Bunn is now director of the Inclusion Project. As Braddock has acquired the status of poster child for redevelopment of rust belt cities, partly because of its flamboyant mayor, these long time working class residents feel left out of the process. Bunn wants them to be part of the conversation.

So far, as documented in the photographs, we mainly see the march of the usual condos. In addition, according to both Bunn and Frazier, “social practice” artists from outside the community are creating projects that have no real connection to its history, especially its African American working class history,

A riveting speaker and personality, Frazier interspersed her narrative of work, illness (the most common are cancer and lupus, from which the artist herself suffers), toxins, poverty, racism, community and love, with frequent references to art history and major artists who have been important to her work, ranging from Louis Hines and Jacob Riis, pioneering social documentary photographers, to Laszlo Moholy-Nagy, the avant- garde photographer.       
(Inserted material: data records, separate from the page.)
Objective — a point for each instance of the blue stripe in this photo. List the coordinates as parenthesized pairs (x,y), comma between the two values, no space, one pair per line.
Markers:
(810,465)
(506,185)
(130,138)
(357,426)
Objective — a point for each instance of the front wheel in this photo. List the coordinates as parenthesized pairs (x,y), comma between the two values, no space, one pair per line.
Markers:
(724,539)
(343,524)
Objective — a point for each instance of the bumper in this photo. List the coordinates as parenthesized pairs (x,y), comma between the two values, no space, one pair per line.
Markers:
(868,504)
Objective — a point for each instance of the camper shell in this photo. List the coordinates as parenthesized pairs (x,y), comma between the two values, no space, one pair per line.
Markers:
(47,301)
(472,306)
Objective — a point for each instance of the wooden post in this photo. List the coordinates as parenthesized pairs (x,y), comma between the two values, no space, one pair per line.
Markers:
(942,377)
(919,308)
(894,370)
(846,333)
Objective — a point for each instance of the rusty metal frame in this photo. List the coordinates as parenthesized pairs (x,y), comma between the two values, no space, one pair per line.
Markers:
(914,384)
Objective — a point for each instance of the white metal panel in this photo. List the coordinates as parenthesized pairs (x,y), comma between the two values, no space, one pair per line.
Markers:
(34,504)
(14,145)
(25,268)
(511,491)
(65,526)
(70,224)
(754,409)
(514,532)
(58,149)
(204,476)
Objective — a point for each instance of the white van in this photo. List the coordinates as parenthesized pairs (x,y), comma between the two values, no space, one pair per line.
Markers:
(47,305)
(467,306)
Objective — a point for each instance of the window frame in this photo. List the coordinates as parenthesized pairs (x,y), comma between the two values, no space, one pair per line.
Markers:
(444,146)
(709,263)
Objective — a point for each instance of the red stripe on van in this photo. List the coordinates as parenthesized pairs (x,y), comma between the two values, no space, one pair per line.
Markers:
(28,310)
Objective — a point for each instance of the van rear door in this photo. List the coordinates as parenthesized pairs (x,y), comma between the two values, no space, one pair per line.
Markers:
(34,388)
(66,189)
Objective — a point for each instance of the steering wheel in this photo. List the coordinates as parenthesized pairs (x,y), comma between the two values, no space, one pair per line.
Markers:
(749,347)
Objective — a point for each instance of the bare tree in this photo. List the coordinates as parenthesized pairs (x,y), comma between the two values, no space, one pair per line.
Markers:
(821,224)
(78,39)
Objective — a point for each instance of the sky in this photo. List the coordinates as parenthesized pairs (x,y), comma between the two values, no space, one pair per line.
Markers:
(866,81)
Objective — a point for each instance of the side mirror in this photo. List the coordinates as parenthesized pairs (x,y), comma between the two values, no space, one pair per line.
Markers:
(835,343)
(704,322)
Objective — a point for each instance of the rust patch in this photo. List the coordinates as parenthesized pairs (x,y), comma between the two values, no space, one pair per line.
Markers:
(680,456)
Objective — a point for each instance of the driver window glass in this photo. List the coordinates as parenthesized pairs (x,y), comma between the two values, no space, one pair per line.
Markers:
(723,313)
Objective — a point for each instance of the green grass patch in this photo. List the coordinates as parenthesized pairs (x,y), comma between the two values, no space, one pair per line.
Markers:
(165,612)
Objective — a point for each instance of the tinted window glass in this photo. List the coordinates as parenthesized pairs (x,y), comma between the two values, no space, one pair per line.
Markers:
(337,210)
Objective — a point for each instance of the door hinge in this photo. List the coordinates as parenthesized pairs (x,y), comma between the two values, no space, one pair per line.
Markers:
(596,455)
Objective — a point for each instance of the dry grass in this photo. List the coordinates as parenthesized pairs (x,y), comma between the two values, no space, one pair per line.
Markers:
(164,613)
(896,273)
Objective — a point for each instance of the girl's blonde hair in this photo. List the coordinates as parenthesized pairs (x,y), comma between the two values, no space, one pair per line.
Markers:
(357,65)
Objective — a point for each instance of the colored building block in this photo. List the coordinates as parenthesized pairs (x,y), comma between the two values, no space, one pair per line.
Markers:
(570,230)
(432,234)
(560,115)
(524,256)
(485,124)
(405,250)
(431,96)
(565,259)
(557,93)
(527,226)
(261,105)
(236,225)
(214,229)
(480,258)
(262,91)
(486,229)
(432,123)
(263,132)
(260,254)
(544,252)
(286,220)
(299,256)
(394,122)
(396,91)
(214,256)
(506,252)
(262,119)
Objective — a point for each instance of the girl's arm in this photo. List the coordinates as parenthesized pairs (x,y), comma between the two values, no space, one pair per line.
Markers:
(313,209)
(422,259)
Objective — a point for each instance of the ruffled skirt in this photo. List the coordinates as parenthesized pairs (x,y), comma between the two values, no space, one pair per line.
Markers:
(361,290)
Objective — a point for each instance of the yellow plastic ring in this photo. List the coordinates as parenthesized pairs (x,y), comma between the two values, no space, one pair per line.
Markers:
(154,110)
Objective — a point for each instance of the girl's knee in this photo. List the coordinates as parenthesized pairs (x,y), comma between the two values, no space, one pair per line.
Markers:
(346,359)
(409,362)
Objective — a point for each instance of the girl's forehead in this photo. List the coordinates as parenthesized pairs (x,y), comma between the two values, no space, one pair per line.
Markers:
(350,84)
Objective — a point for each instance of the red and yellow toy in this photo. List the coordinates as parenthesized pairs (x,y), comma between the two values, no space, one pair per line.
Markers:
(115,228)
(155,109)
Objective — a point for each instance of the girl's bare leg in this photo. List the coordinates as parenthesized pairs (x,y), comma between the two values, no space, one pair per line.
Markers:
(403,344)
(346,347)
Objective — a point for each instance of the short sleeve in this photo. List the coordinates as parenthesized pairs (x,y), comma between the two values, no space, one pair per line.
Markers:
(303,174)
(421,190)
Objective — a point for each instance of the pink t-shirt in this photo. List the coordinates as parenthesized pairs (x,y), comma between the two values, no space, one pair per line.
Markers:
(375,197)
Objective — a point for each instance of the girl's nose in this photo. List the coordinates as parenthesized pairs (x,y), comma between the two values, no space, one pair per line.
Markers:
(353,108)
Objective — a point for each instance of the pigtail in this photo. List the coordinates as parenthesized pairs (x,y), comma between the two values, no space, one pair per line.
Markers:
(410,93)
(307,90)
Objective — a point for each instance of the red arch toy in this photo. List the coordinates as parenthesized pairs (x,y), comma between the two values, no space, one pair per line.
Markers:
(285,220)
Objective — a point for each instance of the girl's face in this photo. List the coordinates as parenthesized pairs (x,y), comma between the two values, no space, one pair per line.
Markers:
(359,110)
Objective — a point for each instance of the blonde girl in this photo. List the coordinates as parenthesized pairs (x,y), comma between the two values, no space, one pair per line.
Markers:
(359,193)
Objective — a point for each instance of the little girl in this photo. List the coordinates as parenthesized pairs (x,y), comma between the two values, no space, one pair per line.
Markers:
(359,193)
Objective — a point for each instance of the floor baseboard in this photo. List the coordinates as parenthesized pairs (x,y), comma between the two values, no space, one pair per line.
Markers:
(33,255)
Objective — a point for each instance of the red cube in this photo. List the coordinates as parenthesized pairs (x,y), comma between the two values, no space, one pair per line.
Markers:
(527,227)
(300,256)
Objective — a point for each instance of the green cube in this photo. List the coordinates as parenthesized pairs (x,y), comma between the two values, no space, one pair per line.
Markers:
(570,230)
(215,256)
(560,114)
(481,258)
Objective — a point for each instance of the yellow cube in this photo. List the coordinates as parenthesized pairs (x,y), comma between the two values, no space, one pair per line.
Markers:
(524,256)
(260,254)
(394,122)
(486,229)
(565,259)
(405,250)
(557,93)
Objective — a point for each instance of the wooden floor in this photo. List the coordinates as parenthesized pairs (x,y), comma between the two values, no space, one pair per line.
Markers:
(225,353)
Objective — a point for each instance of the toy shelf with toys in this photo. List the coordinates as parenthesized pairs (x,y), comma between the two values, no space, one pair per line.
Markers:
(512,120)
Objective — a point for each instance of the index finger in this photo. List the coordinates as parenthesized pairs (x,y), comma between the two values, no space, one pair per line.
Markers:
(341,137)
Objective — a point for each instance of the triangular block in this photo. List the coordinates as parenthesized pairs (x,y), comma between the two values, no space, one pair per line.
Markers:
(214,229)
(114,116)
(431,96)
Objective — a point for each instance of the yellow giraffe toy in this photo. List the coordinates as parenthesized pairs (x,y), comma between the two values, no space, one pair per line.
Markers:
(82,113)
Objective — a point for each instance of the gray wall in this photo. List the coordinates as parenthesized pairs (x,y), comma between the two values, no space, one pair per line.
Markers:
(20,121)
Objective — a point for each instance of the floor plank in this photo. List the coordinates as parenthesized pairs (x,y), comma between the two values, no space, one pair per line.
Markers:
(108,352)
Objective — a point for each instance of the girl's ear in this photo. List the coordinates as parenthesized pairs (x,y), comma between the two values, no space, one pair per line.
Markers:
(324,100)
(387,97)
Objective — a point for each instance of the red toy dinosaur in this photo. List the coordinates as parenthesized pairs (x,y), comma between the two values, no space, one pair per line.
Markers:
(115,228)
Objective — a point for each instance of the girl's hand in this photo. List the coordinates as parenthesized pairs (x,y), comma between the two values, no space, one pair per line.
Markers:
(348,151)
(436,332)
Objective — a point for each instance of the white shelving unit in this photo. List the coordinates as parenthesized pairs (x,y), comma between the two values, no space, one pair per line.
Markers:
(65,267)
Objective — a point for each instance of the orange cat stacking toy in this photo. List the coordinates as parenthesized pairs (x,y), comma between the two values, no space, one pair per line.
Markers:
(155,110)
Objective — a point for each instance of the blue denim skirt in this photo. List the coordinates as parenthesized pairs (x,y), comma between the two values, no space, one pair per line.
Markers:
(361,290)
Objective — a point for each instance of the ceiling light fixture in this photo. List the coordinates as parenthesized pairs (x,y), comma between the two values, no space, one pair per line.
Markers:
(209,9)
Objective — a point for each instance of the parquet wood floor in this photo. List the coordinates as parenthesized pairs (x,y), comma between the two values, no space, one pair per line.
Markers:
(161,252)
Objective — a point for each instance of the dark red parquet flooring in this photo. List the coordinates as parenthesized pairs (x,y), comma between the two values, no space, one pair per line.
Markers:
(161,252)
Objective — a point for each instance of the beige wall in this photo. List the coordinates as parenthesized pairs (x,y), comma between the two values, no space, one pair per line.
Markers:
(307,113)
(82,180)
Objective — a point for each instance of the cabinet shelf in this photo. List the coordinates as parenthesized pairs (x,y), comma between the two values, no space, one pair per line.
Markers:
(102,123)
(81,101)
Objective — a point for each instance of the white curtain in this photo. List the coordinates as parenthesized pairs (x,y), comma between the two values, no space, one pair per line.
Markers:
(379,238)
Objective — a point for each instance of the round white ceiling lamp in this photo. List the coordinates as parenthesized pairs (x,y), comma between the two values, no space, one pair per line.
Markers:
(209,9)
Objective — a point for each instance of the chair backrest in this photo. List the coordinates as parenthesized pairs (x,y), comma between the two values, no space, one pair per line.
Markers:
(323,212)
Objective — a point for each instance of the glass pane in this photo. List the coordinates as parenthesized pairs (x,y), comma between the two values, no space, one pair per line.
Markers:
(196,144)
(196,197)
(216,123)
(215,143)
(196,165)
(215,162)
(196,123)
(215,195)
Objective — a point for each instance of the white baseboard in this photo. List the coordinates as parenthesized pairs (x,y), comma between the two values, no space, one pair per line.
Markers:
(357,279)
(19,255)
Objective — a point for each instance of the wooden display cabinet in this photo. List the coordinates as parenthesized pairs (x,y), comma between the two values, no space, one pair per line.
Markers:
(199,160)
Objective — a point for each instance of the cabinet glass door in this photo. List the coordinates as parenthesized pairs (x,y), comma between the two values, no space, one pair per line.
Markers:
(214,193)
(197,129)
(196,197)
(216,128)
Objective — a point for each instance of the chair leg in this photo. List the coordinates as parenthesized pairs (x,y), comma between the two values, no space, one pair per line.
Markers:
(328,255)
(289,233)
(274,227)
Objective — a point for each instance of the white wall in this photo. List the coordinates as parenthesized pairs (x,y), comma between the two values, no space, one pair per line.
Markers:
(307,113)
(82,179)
She commented on New Deal photography as “top down”, asking us how many knew the name of the woman in the famous “migrant mother” photograph by Dorothea Lange. She has studied with Carrie Mae Weems and other contemporary socially engaged photographers. The intersection of economic and political forces that create and destroy life, community, and environment come across clearly in her art work. She is precisely aware of how she fits into the larger context of social documentary as well as photography in general.

Her work perfectly balances aesthetics and content.

On the digital display in the gallery, Frazier’s sardonic performance protests Levi ads set in Braddock with the slogan “Go Forth”. “Go Forth where?” she asks, if you have no money, and you are dying of cancer and the only hospital in the community has been closed. The digital display, a pioneering project itself, includes Frazier’s work shown recently at the Brooklyn Museum and elsewhere. For another analysis of her work read this blog.

La Toya Ruby Frazier’s highly focused mission to tell the story of working class African Americans counters the narrative constructed by outsiders who have no idea of the life that continues in this ravaged place. Her work belongs to the people who can’t afford to leave. She wants them not just to be remembered, but honored.